Stearns is generally considered to have presided over one of the most successful stretches in Brewers history, guiding the organization to four consecutive playoff appearances from 2018–2021. Following his resignation, Stearns was regularly connected to president positions with the New York Mets and Houston Astros.

===New York Mets===
Stearns had been long linked to the New York Mets, whom he had cheered for growing up. Team owner Steve Cohen reached out to the Brewers on two occasions about a front office position only to be rejected both times. His contract with the Brewers ended after the 2023 season. After the New York Mets faced the Philadelphia Phillies in the final game of the 2023 season on October 1, 2023, team owner Steve Cohen announced that the Mets had hired Stearns as president of baseball operations. He was introduced the following day; his first major move, announced on October 1, was the termination of manager Buck Showalter. It had been speculated Stearns would reunite with former Brewers manager Craig Counsell; however, Counsell went to the Chicago Cubs and the Mets hired New York Yankees bench coach Carlos Mendoza.

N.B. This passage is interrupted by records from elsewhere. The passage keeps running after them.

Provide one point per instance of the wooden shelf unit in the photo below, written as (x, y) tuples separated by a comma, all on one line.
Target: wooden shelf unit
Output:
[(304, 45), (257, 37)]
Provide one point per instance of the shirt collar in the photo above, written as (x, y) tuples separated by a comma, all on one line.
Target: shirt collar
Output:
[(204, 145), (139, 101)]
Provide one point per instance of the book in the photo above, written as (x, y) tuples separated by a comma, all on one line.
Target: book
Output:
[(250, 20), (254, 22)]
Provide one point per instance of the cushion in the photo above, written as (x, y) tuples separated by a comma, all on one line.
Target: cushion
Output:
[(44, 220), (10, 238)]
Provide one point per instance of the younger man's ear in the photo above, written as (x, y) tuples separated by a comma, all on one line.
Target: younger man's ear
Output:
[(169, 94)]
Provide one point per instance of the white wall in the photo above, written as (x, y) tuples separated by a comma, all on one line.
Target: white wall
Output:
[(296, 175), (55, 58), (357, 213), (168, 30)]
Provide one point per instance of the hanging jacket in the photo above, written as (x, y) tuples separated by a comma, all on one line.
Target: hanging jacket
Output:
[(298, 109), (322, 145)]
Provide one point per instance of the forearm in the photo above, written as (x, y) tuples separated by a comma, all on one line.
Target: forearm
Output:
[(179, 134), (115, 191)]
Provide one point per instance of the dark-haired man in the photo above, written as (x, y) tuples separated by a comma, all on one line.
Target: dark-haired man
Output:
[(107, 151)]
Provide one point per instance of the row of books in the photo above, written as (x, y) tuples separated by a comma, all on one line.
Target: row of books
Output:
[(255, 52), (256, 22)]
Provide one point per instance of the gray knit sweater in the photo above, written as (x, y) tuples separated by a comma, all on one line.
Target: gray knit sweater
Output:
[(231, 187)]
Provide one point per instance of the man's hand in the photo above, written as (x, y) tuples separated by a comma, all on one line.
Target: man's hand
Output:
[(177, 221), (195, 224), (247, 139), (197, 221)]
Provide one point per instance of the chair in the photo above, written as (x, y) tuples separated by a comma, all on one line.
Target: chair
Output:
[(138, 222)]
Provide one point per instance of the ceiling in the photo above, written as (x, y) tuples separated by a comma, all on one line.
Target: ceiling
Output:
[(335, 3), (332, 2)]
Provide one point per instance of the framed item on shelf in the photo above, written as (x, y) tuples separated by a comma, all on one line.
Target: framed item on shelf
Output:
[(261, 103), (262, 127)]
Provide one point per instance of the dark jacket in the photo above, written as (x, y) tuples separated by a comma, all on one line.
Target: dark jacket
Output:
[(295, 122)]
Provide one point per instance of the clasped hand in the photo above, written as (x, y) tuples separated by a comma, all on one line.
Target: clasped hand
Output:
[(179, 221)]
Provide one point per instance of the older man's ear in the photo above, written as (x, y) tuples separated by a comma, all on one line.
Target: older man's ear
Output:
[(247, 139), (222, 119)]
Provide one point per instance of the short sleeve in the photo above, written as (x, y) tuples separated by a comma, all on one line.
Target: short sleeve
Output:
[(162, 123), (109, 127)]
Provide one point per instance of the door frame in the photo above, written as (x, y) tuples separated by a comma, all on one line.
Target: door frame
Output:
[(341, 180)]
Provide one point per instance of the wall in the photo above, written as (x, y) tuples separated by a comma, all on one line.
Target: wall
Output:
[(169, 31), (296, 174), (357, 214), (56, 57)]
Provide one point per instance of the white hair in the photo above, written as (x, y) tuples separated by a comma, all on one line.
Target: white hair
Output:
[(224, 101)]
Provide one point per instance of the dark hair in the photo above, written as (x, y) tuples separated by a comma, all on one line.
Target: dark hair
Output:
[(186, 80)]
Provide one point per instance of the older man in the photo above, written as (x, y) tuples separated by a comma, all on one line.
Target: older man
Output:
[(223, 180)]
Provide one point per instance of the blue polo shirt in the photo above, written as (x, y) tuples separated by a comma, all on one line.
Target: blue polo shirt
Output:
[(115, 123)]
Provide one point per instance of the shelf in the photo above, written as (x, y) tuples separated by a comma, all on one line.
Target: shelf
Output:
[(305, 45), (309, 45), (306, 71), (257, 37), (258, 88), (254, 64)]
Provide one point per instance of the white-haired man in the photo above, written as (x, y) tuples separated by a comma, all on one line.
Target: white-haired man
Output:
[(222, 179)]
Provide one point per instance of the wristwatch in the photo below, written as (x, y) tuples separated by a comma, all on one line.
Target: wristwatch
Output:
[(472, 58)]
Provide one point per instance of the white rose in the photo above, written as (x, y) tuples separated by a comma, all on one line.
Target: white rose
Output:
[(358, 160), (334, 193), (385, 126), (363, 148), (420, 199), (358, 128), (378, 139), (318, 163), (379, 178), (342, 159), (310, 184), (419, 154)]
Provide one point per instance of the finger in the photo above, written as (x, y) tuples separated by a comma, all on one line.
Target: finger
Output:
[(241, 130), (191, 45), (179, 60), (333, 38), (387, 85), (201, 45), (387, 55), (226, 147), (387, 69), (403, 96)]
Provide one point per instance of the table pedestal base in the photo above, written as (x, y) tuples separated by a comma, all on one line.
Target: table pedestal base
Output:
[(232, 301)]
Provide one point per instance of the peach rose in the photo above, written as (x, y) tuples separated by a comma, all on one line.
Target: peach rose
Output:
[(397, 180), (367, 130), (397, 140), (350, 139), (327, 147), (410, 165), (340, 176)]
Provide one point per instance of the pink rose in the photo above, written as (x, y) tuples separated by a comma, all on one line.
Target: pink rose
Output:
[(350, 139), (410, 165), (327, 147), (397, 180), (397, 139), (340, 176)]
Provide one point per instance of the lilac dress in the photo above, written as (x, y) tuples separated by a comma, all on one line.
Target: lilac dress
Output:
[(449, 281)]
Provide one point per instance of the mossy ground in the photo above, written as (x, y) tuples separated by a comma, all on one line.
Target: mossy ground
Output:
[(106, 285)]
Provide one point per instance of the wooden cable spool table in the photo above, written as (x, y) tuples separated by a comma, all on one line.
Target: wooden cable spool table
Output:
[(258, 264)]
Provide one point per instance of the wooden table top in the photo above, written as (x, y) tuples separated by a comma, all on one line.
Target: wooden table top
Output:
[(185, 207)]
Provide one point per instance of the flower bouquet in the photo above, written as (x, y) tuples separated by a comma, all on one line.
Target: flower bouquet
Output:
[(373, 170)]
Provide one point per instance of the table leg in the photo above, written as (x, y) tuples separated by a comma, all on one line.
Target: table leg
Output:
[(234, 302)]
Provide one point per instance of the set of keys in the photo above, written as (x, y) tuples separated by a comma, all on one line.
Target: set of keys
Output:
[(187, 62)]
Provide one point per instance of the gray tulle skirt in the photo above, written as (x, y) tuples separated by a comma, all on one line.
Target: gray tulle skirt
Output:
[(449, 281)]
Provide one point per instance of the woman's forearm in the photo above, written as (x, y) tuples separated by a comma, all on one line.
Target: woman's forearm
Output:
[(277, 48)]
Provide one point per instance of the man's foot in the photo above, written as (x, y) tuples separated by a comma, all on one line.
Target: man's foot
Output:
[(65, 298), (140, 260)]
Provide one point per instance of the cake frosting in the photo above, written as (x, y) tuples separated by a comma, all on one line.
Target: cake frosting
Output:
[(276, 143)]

Stearns planned for the 2024 season to be a transitional one for the Mets. However, despite a 24–35 start, the team significantly improved. During the offseason and regular season, Stearns was noted for making low-risk moves and not pursuing expensive free agents; however, cheaper free agents the Mets acquired were crucial in the team's turnaround. The Mets finished with a record of 89–73, clinching a spot in the 2024 MLB postseason. They then advanced to the 2024 National League Division Series after defeating the Milwaukee Brewers 2–1 in the 2024 National League Wild Card Series, and to the 2024 National League Championship Series after beating the Philadelphia Phillies 3–1 in the Division Series.

Stearns received criticism for how he handled the 2025 season, both for his off-season decisions (particularly those involving the starting rotation) and for his handling of the trade deadline. The Mets regressed from their 2024 record by six games and missed the playoffs by one game.

During the 2026 season, Stearns was primarily criticized for not re-signing Pete Alonso during free agency, along with signing injury-prone players such as Luis Robert Jr. and Jorge Polanco, who both missed significant playtime due to injuries. The season went even more poorly as Carlos Mendoza was fired in June after a poor start. Interim manager Andy Green replaced him, but the team still missed the playoffs after being eliminated weeks earlier on September 14th.

==Personal life==
Stearns married Whitney Ann Lee in 2021.